Summer of Night takes place during the kind of lazy summer days that are supposed to be carefree, but the evil that is spreading forces the group of boys to take responsibility. Simmons slowly builds to the reveal of the darkness taking over the Midwestern town, making the reader question whether it is demons or ghosts or something else entirely. Adult versions of the boys can be found in the novels Children of the Night (1992), Fires of Eden (1994), and A Winter Haunting (2002).
1 It (1986)
A number of King’s stories are set amid the heat of summer: the pandemic in The Stand (1978) kicks off during the summer; in Cujo (1981), a rabid dog traps a mother and son in a boiling hot car; and much of It takes place during summer break. In a list of the best King books, Rolling Stone ranks It at number 2. One of the things that makes It so popular is how well it not only captures childhood fears but also childhood friendships. There is the otherworldly threat of Pennywise and his various terrifying guises, as well as the very real threat of sadistic bullies. But at the heart of the novel lies the bond between The Losers Club.

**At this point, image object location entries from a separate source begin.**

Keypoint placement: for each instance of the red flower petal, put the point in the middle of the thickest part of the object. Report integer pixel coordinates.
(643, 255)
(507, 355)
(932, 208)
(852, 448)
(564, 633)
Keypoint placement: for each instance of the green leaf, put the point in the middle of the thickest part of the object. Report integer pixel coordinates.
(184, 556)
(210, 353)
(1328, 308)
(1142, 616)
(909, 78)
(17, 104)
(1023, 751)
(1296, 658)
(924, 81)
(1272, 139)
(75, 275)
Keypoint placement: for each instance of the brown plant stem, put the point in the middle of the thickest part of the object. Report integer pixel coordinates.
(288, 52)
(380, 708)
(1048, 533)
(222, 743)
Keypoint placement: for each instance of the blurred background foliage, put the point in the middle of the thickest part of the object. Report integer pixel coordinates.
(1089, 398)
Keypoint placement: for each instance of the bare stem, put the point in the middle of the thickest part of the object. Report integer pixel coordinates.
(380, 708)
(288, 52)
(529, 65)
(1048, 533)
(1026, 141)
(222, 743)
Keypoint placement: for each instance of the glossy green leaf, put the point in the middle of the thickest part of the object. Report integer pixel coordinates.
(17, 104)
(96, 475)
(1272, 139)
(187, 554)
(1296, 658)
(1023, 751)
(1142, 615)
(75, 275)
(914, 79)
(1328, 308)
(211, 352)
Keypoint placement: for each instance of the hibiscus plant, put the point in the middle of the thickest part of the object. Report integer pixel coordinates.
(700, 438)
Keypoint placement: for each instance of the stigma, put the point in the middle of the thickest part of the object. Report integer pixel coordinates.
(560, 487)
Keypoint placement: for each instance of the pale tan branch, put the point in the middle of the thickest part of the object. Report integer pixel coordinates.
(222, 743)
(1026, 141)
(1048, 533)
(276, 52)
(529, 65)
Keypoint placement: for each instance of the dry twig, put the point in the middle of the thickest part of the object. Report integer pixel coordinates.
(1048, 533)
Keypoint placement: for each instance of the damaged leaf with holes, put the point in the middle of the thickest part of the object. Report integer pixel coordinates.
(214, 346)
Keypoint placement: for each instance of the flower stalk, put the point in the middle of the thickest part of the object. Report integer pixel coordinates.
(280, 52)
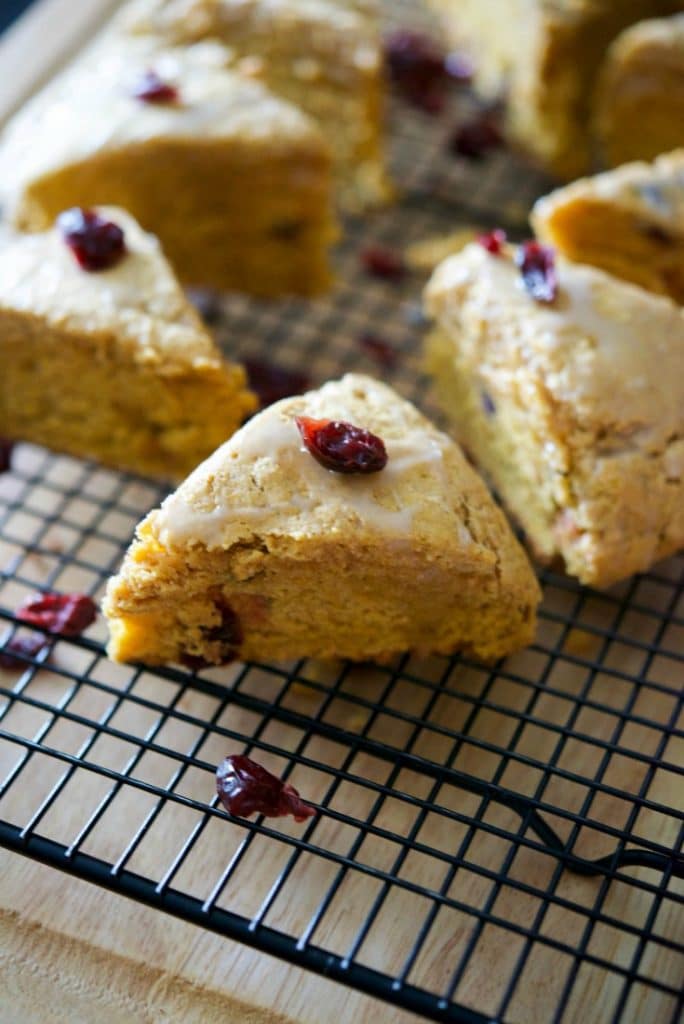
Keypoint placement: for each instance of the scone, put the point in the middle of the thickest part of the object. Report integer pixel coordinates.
(104, 357)
(574, 407)
(265, 553)
(629, 221)
(640, 96)
(544, 55)
(233, 180)
(318, 54)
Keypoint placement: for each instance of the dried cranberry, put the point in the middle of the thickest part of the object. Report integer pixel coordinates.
(383, 263)
(17, 650)
(494, 242)
(538, 266)
(228, 633)
(476, 137)
(379, 349)
(6, 449)
(245, 787)
(97, 244)
(153, 89)
(68, 614)
(272, 383)
(417, 67)
(342, 446)
(487, 403)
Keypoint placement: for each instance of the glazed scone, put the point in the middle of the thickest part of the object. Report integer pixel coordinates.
(573, 409)
(112, 365)
(233, 180)
(629, 221)
(263, 553)
(545, 56)
(318, 54)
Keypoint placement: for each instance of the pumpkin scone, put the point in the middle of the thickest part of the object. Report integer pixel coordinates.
(544, 55)
(319, 54)
(566, 385)
(629, 221)
(338, 523)
(234, 181)
(640, 95)
(102, 356)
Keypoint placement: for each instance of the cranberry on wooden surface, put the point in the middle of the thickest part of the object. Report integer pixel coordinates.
(341, 446)
(68, 614)
(538, 267)
(151, 88)
(494, 242)
(97, 244)
(6, 449)
(271, 382)
(459, 67)
(246, 787)
(417, 66)
(382, 262)
(476, 137)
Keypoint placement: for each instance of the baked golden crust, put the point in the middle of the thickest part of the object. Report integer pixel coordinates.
(629, 221)
(545, 55)
(313, 563)
(640, 94)
(575, 410)
(319, 54)
(113, 365)
(233, 180)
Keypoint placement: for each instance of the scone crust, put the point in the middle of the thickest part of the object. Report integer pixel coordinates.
(313, 563)
(586, 443)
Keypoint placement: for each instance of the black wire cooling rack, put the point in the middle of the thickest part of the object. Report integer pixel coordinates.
(494, 843)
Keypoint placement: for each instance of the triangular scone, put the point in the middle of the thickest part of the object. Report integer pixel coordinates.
(263, 553)
(573, 408)
(629, 221)
(113, 365)
(321, 55)
(234, 181)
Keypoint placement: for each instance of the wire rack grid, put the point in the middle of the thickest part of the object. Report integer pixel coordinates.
(526, 815)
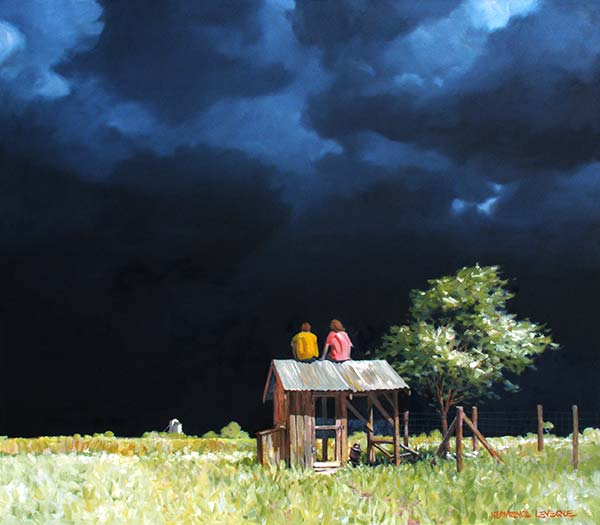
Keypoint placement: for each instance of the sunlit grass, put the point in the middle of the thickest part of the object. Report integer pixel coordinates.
(197, 481)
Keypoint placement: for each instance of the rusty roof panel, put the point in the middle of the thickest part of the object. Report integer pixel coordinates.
(349, 376)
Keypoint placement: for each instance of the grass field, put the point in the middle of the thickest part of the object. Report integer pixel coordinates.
(158, 480)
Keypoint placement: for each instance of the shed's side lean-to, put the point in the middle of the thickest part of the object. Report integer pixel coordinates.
(311, 406)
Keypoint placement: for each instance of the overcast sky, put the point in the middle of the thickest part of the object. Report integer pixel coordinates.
(183, 183)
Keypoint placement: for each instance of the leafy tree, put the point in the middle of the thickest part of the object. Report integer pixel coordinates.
(460, 340)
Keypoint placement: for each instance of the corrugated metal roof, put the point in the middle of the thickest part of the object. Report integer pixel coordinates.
(349, 376)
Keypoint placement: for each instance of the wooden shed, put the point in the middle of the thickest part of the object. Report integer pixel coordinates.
(312, 403)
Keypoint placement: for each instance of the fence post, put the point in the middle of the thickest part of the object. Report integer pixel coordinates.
(540, 428)
(575, 437)
(459, 421)
(474, 419)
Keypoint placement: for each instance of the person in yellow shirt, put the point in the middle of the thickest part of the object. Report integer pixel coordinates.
(304, 345)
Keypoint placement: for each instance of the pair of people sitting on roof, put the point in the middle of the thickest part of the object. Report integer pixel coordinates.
(304, 344)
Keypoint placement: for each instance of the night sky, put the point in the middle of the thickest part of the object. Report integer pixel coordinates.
(183, 183)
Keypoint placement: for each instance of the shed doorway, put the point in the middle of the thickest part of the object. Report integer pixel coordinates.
(327, 439)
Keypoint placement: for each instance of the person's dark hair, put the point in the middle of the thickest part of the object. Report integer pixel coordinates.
(336, 326)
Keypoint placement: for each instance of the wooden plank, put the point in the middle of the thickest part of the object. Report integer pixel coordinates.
(358, 415)
(410, 450)
(381, 449)
(293, 438)
(260, 449)
(306, 438)
(370, 427)
(390, 399)
(474, 417)
(575, 436)
(540, 411)
(266, 390)
(300, 428)
(396, 439)
(384, 441)
(325, 439)
(459, 421)
(481, 438)
(446, 438)
(344, 427)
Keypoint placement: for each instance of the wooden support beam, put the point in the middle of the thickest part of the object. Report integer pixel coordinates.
(474, 417)
(382, 410)
(540, 411)
(370, 432)
(575, 436)
(389, 398)
(410, 450)
(459, 421)
(358, 415)
(446, 438)
(381, 449)
(343, 420)
(396, 439)
(325, 455)
(484, 441)
(385, 441)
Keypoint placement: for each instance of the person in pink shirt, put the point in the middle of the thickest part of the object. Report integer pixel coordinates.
(339, 342)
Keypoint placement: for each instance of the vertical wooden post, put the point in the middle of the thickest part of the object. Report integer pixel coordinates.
(344, 425)
(459, 421)
(575, 437)
(474, 419)
(370, 433)
(396, 429)
(325, 454)
(540, 428)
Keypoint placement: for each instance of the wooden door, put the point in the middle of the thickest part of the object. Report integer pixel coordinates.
(328, 432)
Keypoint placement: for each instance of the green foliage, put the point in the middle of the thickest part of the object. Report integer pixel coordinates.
(460, 340)
(233, 431)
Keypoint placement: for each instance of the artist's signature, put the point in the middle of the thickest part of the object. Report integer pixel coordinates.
(541, 514)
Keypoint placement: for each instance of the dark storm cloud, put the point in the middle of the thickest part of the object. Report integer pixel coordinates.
(347, 28)
(181, 56)
(527, 98)
(124, 286)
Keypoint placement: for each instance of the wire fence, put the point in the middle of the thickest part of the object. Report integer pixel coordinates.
(493, 424)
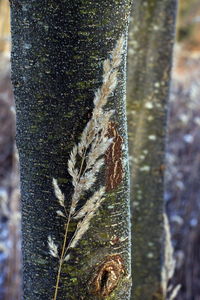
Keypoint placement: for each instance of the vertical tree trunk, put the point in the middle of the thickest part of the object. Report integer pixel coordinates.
(57, 52)
(151, 37)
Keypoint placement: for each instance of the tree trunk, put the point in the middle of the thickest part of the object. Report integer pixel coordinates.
(151, 37)
(58, 48)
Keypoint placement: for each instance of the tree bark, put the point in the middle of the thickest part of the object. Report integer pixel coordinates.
(57, 52)
(151, 37)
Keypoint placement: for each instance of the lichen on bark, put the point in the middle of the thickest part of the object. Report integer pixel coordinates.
(57, 52)
(151, 37)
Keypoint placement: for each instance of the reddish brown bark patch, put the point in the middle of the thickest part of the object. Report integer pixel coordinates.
(108, 275)
(113, 159)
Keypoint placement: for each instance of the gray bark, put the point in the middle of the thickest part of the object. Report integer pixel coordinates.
(151, 37)
(57, 52)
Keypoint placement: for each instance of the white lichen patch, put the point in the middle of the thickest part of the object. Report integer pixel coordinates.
(84, 164)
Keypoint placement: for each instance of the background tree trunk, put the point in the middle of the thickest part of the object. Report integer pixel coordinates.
(151, 37)
(57, 52)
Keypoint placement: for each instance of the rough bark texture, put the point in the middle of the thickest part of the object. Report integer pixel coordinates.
(57, 52)
(151, 37)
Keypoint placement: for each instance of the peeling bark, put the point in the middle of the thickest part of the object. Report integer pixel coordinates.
(151, 37)
(57, 52)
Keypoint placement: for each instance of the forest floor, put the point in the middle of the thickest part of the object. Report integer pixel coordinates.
(182, 193)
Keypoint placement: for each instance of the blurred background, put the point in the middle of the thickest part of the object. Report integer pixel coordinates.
(182, 192)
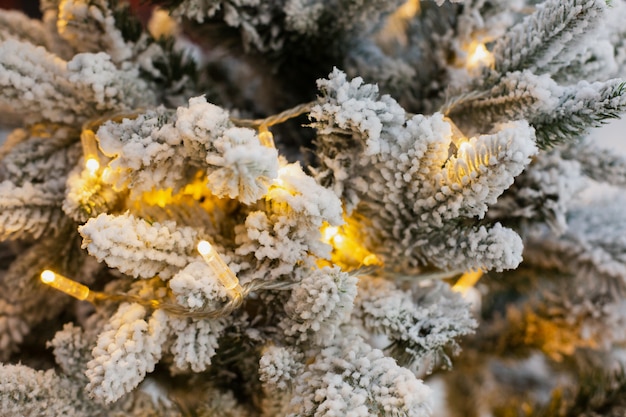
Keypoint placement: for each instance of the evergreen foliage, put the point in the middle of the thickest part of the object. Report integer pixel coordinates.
(280, 208)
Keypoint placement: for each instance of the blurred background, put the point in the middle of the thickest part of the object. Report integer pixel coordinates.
(612, 135)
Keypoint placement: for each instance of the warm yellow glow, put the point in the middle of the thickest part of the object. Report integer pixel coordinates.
(394, 30)
(219, 268)
(92, 165)
(204, 247)
(266, 137)
(458, 137)
(47, 276)
(408, 10)
(66, 285)
(328, 233)
(348, 252)
(478, 56)
(467, 281)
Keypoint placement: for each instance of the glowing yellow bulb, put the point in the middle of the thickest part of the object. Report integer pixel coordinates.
(204, 247)
(217, 265)
(47, 276)
(347, 252)
(92, 165)
(266, 137)
(478, 56)
(467, 281)
(328, 233)
(408, 10)
(66, 285)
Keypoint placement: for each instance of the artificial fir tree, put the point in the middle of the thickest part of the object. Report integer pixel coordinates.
(282, 208)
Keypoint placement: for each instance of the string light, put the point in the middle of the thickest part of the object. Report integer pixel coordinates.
(458, 137)
(468, 280)
(225, 275)
(68, 286)
(266, 137)
(348, 252)
(478, 56)
(89, 143)
(92, 165)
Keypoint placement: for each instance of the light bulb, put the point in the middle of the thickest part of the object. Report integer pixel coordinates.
(223, 273)
(66, 285)
(92, 165)
(468, 280)
(266, 137)
(479, 56)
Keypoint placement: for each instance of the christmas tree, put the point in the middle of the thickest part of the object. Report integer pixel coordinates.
(312, 208)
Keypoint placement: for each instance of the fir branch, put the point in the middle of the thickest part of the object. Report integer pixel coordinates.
(581, 107)
(540, 38)
(27, 392)
(517, 95)
(126, 350)
(599, 164)
(419, 325)
(148, 249)
(25, 301)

The ’50s sections of the book, which follow the Losers on their summer adventures and misadventures, capture the childhood feeling of summers being endless. When the Losers reunite in the ’80s to confront Pennywise, their return to Derry also allows them to reflect on their childhood. Author Grady Hendrix states that it captures “some intangible feeling about growing up and saying goodbye.” King’s mammoth novel has been adapted twice, first as a miniseries in 1990 and then as a film duology, with the installments released in 2017 and 2019.